Not bad training for tending bar. Maybe I wasn’t discriminating enough when I donned my apron (sans heels, btw), but I needed the money and, besides, I was proud to hold this difficult, demanding, and weirdly powerful position.
Bars are experiments in democracy, in that anyone, with a few exceptions, can walk in. Like voters, bar patrons have to be a certain age. And like convicted felons in some states, certain patrons, patrons with prior convictions, can be banned from participating, usually because they wrote bad checks or ran out on tabs. Fraud is not tolerated; the punishment is to be 86ed—permanently exiled. Drinking too much, on the other hand, even if the result is disorderly behavior, gets pa trons only temporary suspensions—and jocularity upon their having slept it off and returned. After all, people who drink too much spend a lot doing it, which is good for business. So in my bar, I served hundreds of people every week, thousands over the course of months, and while I carded assiduously to keep youngsters out, I had to consult the 86 list of banned patrons but once. The number of patrons on that list? Two.
Fraud was not a big issue in that particular democracy, nor is it in our national democracy, and yet, our 86 list is about to get really long, thanks to a Republican-led wave of voter suppression laws across the United (not) States. Absent from that list will be people who wrote bad checks—who turned out to be impersonating a dead guy or who say they’re citizens but aren’t really—in short, people who have actually committed acts of fraud. Instead it’ll be full of people who are the “wrong sort,” like the ones I was supposed to shun in college. Black people, brown people, poor people, disabled people, those are the ones Republicans are systematically trying to weed out of the polling booth, where they stand in the way of “taking back America.”

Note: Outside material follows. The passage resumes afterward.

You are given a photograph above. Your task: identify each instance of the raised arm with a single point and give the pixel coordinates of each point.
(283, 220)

Republicans need a long-term strategy for shrinking the electorate because where they want to take America back to—Jim Crow? 1919, before women got the vote? the 1950s?—isn’t popular with the electorate we have now. And it’ll only get less popular, as America’s skin color gets browner. But popularity is the factory of democracy. Or, as the distinguished senator from South Carolina, Republican Lindsey Graham, has it, “We’re not generating enough angry white guys to stay in business.”
Hence the anti-democratic voter suppression of a party already prone to a tyranny of the minority, filibustering a record number of bills that would otherwise pass the Senate with majorities and putting one-person secret holds on routine appointments and overwhelmingly popular bills. Oh, and let’s not forget holding the credit rating of the nation hostage to such kind-hearted agendas as gutting health care programs and putting a squeeze on food stamps for poor people who persist in their bad habit of eating meals.
It’s kind of a mystery to me why bars work. You jam a bunch of strangers into a small space, give them mind-altering substances, then unleash them into the night, long after the sober people have gone to bed. On paper, that’s a terrible idea. Likewise with democracy, the nutty idea that all sorts—rich or poor, male or female, strait or gay, black or white, cranky or kind, better or worse—can step into a booth and drink the draught of their choice. There’s no “wrong sort.” There’s only the wrong of sorting.